Trump agreed Friday to delay a tariff hike in exchange for Chinese purchases of U.S. exports. Beijing says it will buy more American goods but has yet to confirm the details, leaving companies wondering whether Chinese leaders have other demands including a possible end to punitive U.S. tariffs before that goes ahead.
Negotiators are "striving to reach a consensus on the text of the agreement as soon as possible," said a Ministry of Commerce spokesman, Gao Feng. "I can't disclose the specific details."
U.S. Treasury Secretary Steven Mnuchin told reporters Wednesday that officials were still ironing out details of a preliminary agreement.
Companies welcomed the deal as a small but promising possible step toward breaking a deadlock in the 15-month-old fight over China's trade surplus and technology ambitions.
Tariff hikes by both sides on billions of dollars of imports have battered factories and farmers, weighing on global economic growth.
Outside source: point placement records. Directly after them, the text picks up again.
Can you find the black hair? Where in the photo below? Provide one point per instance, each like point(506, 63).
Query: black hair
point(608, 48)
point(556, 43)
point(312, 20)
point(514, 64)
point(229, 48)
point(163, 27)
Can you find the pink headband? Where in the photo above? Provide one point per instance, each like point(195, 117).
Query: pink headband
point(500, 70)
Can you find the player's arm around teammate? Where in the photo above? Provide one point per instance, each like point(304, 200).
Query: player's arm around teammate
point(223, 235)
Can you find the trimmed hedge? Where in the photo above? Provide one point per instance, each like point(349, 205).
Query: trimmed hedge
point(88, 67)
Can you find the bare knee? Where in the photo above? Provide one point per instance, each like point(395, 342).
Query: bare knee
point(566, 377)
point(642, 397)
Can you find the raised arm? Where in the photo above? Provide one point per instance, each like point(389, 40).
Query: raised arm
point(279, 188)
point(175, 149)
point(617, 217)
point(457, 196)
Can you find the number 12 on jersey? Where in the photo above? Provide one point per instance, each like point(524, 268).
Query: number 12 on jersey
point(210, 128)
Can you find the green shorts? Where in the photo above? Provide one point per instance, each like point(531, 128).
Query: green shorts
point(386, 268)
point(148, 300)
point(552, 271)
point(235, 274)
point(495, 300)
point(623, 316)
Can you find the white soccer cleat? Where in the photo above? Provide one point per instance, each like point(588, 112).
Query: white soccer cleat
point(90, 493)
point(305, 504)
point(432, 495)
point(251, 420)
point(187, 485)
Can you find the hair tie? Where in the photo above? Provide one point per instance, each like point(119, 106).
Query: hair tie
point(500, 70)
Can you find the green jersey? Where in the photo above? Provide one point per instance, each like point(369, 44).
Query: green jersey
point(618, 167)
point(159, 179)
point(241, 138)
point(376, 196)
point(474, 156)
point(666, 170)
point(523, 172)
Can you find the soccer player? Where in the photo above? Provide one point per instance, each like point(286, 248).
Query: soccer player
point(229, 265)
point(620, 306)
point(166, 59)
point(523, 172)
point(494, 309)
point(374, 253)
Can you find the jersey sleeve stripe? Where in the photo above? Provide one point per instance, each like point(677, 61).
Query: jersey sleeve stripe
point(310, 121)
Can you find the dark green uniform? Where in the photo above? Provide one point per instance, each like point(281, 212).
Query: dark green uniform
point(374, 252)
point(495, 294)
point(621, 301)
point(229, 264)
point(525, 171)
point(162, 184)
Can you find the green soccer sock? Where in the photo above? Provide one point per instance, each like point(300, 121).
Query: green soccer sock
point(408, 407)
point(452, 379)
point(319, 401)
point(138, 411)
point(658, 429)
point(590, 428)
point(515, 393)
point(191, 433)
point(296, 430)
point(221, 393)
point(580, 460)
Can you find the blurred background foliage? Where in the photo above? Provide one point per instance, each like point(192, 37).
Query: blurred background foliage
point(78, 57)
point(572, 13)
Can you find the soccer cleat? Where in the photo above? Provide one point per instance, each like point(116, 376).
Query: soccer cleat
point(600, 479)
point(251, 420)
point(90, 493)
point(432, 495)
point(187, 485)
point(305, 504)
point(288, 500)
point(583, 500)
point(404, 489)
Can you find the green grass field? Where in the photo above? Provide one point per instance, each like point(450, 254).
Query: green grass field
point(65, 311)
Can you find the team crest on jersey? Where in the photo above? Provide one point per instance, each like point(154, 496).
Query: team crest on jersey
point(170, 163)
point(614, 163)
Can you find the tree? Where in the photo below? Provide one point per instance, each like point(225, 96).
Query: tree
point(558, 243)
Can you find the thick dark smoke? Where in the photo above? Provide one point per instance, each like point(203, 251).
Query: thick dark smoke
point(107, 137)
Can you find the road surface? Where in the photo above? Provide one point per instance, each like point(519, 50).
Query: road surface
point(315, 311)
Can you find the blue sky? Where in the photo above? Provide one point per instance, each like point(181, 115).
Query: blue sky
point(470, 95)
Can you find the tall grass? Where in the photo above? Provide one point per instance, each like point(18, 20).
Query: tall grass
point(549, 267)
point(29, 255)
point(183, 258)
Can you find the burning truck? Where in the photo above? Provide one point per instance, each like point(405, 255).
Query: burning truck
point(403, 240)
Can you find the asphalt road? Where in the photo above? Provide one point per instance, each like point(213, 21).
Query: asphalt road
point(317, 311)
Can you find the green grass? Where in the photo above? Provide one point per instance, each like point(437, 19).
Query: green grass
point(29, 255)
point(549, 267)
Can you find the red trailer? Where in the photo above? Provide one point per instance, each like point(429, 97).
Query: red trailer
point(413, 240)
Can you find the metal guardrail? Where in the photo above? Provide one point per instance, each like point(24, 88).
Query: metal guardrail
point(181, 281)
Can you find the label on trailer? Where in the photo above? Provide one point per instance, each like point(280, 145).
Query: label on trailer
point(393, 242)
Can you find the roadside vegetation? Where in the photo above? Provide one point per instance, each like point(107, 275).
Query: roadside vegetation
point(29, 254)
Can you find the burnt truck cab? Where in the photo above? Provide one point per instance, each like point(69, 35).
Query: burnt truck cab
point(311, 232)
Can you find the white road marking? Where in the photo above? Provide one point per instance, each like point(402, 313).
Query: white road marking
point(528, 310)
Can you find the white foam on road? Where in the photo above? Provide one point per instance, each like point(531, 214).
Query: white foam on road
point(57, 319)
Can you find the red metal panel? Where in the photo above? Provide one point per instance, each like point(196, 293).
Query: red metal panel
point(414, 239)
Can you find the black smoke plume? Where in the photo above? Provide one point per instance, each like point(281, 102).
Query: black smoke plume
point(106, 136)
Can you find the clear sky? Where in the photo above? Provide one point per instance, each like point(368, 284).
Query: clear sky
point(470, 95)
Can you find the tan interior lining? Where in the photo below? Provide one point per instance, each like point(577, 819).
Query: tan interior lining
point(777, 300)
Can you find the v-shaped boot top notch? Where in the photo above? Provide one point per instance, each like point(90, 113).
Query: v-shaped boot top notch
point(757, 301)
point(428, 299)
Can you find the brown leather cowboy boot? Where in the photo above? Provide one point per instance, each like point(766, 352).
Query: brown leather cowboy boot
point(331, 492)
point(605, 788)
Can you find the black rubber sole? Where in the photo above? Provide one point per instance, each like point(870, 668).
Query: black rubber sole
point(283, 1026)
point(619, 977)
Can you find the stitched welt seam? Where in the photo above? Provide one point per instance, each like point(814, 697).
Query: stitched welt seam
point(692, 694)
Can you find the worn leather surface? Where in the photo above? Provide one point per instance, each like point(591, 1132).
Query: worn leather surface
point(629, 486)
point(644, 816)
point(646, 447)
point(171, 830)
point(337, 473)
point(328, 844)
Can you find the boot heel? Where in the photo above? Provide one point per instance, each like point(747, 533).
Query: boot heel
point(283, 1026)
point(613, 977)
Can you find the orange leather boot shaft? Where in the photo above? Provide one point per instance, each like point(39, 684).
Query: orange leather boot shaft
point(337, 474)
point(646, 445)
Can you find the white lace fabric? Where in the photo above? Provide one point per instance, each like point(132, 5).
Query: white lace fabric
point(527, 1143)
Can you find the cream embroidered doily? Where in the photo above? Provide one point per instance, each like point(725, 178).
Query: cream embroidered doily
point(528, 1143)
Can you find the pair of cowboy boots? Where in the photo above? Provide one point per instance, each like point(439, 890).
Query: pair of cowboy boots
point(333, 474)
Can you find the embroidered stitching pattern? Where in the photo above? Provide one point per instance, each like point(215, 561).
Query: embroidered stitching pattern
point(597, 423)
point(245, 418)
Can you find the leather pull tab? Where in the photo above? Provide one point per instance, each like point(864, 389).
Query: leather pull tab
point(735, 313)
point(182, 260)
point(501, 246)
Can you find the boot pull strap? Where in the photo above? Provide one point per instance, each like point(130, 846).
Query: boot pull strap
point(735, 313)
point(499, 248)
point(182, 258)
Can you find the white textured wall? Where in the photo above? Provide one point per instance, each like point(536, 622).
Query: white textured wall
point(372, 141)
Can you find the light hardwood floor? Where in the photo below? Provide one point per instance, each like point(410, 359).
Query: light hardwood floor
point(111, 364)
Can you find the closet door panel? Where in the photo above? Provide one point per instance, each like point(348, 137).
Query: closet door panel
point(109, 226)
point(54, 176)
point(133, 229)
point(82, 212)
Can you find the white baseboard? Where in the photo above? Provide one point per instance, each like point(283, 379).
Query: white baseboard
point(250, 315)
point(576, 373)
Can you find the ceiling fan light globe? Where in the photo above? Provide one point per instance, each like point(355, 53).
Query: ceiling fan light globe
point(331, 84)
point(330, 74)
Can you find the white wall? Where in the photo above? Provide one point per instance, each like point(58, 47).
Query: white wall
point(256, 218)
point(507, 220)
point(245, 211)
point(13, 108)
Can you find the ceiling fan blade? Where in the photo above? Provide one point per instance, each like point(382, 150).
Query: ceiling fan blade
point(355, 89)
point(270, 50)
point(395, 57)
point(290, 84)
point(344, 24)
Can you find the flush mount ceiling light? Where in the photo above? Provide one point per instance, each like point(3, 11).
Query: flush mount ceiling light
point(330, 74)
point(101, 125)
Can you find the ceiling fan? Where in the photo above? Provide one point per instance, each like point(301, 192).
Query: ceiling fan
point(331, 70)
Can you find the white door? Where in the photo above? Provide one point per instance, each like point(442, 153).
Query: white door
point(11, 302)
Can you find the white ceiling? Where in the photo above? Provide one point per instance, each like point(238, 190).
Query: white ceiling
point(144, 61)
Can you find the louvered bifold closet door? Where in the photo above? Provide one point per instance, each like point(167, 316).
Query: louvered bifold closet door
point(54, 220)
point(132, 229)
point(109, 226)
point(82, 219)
Trump delayed a tariff due to take effect Tuesday on $250 billion of Chinese goods but another increase on $160 billion of imports still is scheduled for Dec. 15.
Economists warned the truce fails to address more basic complaints about Beijing's plans for government-led creation of global competitors in robotics and other technologies.
Washington, Europe, Japan and other trading partners say those violate Chinese market-opening commitments and are based on stealing or pressuring companies to hand over know-how.
China wants "economic and trade relations back on the right track at an early date," Gao said at a weekly news briefing.
Achieving results will "restore market confidence and also is highly significant for stabilizing the global economic situation," he said.
On Tuesday, a foreign ministry spokesman said China would "further speed up procurement" of American farm exports but gave no scale or time frame.
China has bought 20 million tons of U.S. soybeans and 700,000 tons of pork this year, according to the spokesman, Geng Shuang. China imported about 33 million tons of American soybeans annually before the tariff fight and collapsed to 16.6 million tons last year.